Et ce travail, l’éducateur des Marolles le fait auprès de 57 jeunes. Les objectifs de suivi sont de casser les mauvaises dynamiques dans lesquels peuvent se trouver les jeunes : décrochage scolaire, consommation de drogue, deals... : "Le public que l’on a ici est vulnérable. Il y a plus de 863 familles monoparentales. Il y a beaucoup de jeunes qui ont un parcours avec des passages en maisons d’arrêt, en maisons éducatives... Certains parents ne sont pas outillés pour les accompagner, d’où la nécessité d’une prise en charge systémique. Cette prise en charge prend en compte la famille, l’école, les groupes de pairs, les activités...c’est un travail global."

"Pour moi, dans l’accompagnement, il y a trois étapes"

C’est dans le cadre des entretiens qu’il organise qu’il accède aux problématiques que rencontre la jeunesse marolloise. Ce sont les moments où il accède aux "blessures invisibles" reçues dans les domiciles et dans la vie quotidienne : "C’est à ce moment que lien de confiance est très important. Il permet aux jeunes de se livrer. J’ai déjà vu plusieurs situations où ils rencontrent des assistants sociaux ou des psychologues, mais comme ce lien de confiance n’existe pas, il ne se livre pas, c’est un bloc de glace. Alors je les pousse à parler en les rassurant sur le cadre de ces entretiens. Je leur dis que c’est un espace où ils vont pouvoir mettre des mots sur ce qu’ils sont en train de vivre, exprimer leurs émotions, leurs sentiments et se libérer."
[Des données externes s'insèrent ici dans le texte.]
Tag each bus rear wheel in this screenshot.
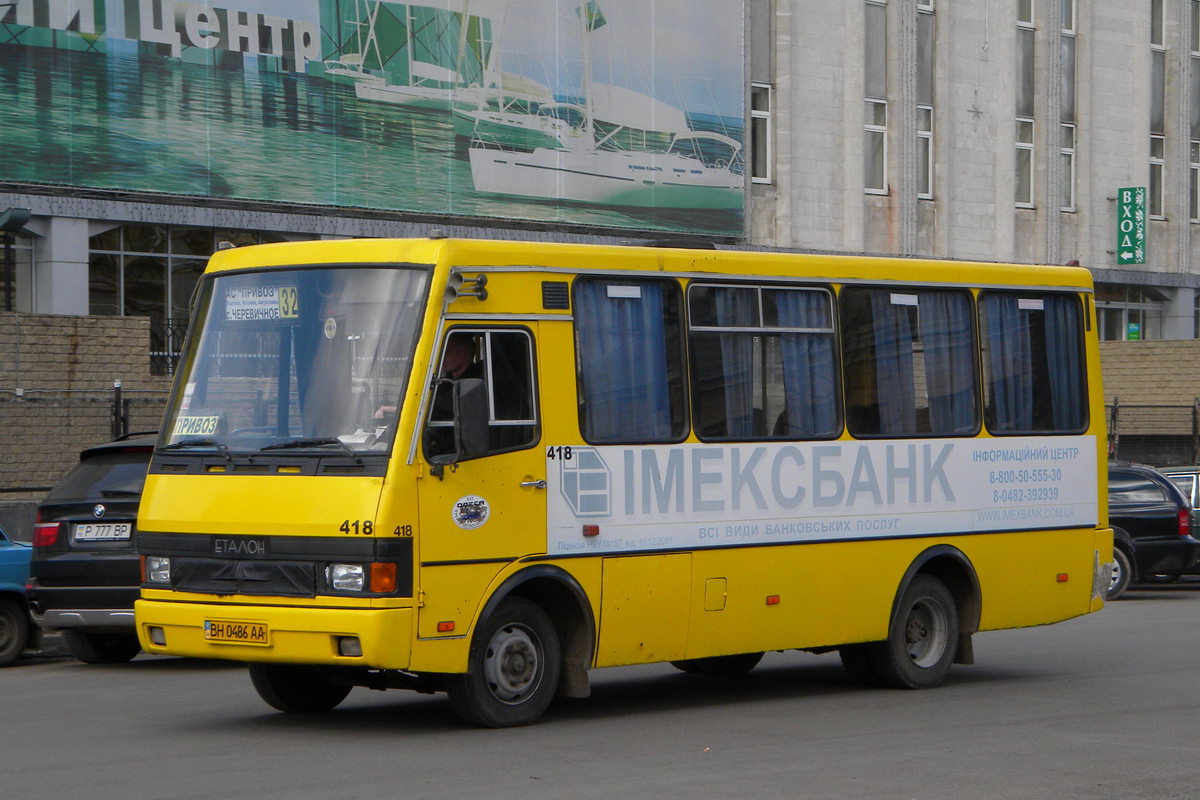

L’objectif est de répondre à la demande, d’être dans le concret pour autonomiser les jeunes : "Pour moi, dans l’accompagnement, il y a trois étapes : on doit être devant le jeune au début pour lui montrer les possibilités, le prendre par la main pour faire des démarches, puis on est à côté du jeune pour l’amener vers l’autonomie et la dernière étape c’est être derrière lui, c’est le lâcher et regarder ce qu’il fait, ce qu’il essaye."

La recherches d’emploi

En plus du pan "psychologique", le suivi individuel propose un accompagnement à la recherche d’emploi. Dans un quartier populaire comme celui des Marolles, le paramètre financier est le nœud de la guerre : "On les aide aussi dans la recherche de job étudiant pour qu’ils s’en sortent financièrement. Pour certains, on va leur trouver un job pour les vacances à la ville : dans le jardinage, la voirie, l’animation... Acquérir cet emploi est une façon de se valoriser. Mais notre mission ne s’arrête pas là car qui dit emploi dit démarches administratives à la banque, d’ouverture de compte... On doit également leur expliquer le fonctionnement de l’administration et le cheminement du traitement du salaire.’"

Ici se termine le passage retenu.